Ella obedeció y quedó de espaldas a él. Sintió una mano que recorrió su columna y erizó toda su piel, luego una suave presión que la obligó a inclinarse hacia delante y a apoyar las manos. Se sintió totalmente a su merced, allí, a cuatro patas. Will se acercó y separó sus nalgas, ella cerró los ojos y se mordió el labio inferior a la espera de lo que haría. May volvió gemir ruidosamente cuando casi cae de bruces ante el embate de la aquella boca sedienta de sexo. Se afianzó como pudo a las sábanas, se la estaba follando con la lengua y ella estaba llegando al límite. Sin saber cómo, se encontró tumbada de nuevo boca arriba. Will seguía devorándola, ahora abrazado a sus muslos, y se centraba en esos embriagadores movimientos circulares en su abultado clítoris. El placer se acumuló de manera incontenible, la presión creció entre sus piernas, sus gemidos se entrecortaron. May se arqueó y arrugó las sábanas en sus puños apretados, los nudillos casi blancos. El bestial orgasmo viajó por su cuerpo arrasando todo a su paso, pero no hubo descanso. Cuando Will estuvo seguro de que había terminado, ascendió como una serpiente para mirarla de cerca. May, con la mirada perdida, abrió los ojos de golpe y volvió a gemir al notar, por fin, a Will dentro de ella. Enganchada a su nuca, permitió que él la invadiera sin control. A un ritmo firme y profundo, Will se iba acercando al punto álgido de su propio placer. Verla disfrutar, con los labios hinchados, las mejillas rosadas y la frente húmeda, con ese movimiento que desparramaba su melena sobre las sábanas revueltas… y esa increíble fricción dentro de ella. Nada podía compararse a eso. Sin saber cómo, la petición de May irrumpió en su enajenada mente y tirando de toda su fuerza de voluntad, se separó de ella y se acercó a su rostro. Ella abrió los ojos y lo vio continuar su placer con la mano, lo entendió en un segundo y sonrió. Él le lanzó una mirada, al borde del orgasmo, para confirmar que ella deseaba aquello. Como única respuesta May abrió la boca. No hizo falta más, Will se corrió en su lengua entre jadeos y gruñidos. Casi tuvo un segundo orgasmo al verla tragárselo todo con una sonrisa codiciosa.
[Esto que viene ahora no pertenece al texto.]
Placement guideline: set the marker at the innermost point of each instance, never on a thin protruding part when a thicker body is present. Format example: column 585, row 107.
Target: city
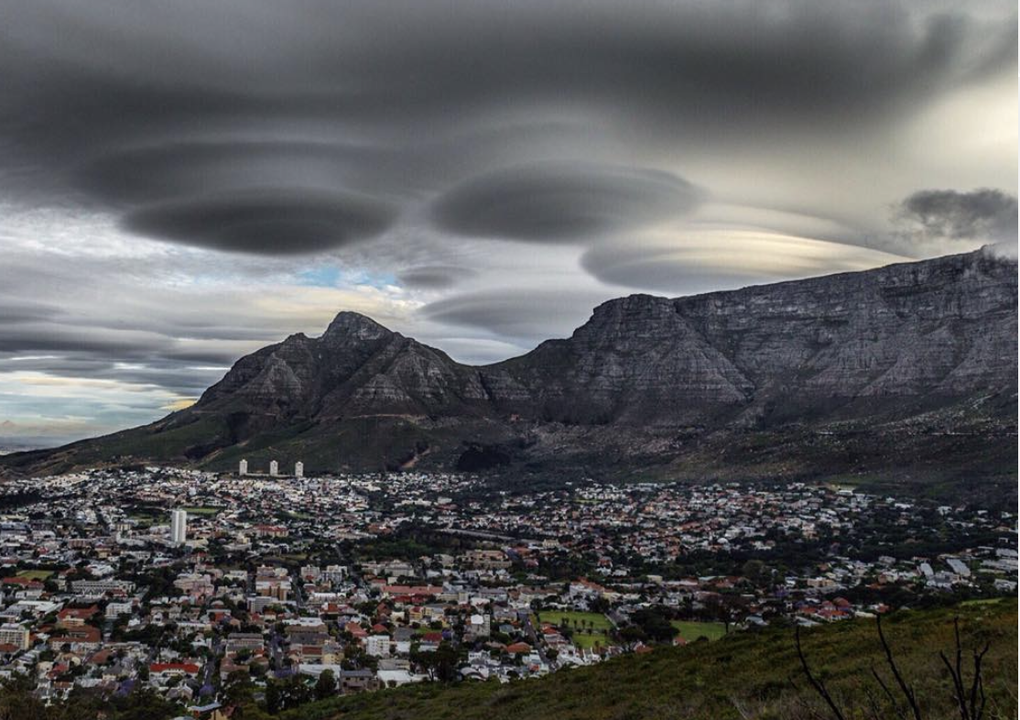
column 201, row 585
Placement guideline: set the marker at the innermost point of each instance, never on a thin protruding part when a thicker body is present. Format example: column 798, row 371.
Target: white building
column 17, row 635
column 377, row 646
column 179, row 526
column 114, row 610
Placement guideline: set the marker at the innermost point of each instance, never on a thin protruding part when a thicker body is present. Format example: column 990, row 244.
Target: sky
column 183, row 183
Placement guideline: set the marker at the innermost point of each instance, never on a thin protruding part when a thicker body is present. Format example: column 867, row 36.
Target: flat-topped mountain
column 905, row 371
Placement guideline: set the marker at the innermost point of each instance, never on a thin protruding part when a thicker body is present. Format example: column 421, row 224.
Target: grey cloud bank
column 181, row 182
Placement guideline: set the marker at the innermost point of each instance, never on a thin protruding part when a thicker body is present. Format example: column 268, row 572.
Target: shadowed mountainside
column 906, row 373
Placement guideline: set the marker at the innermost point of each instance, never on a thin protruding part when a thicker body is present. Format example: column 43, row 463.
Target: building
column 12, row 633
column 179, row 526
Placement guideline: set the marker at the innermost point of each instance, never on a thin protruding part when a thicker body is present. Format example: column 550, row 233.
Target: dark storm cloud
column 553, row 202
column 435, row 276
column 125, row 107
column 979, row 214
column 276, row 221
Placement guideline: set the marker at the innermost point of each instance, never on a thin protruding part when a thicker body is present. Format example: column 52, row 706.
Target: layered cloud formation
column 182, row 182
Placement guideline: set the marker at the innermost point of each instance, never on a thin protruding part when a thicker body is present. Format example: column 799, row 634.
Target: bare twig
column 816, row 683
column 907, row 690
column 888, row 693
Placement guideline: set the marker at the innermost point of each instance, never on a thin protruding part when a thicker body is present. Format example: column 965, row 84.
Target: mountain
column 746, row 674
column 906, row 372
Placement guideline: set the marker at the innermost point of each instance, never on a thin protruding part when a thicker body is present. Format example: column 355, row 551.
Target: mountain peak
column 354, row 324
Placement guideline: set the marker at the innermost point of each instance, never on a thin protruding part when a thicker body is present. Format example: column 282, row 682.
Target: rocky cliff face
column 804, row 375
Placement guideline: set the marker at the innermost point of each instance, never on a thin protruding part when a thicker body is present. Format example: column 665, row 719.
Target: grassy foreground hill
column 742, row 675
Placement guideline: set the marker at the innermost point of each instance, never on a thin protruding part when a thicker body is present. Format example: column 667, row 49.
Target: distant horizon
column 13, row 443
column 183, row 185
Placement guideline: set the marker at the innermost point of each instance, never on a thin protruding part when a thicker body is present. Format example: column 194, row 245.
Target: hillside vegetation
column 742, row 675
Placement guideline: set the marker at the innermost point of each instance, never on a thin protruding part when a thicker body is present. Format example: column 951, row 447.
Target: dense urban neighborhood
column 209, row 590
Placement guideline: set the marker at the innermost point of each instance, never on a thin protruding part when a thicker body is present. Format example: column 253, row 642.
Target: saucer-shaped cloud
column 269, row 221
column 681, row 261
column 562, row 202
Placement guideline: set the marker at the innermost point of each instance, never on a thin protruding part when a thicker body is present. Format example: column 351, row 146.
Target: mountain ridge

Y esa noche no había hecho nada más que empezar. Alternando entre descansos y risas, Will cumplió su promesa de entrar en ella de todas las formas posibles.

Por la mañana, tras un último y adormilado asalto, se despidieron. No sabían si volverían a tocarse, ni siquiera si volverían a verse. Lo que sí tenían claro es que aquella conexión especial entre ellos, esa que se da una vez entre un millón, no se les olvidaría jamás.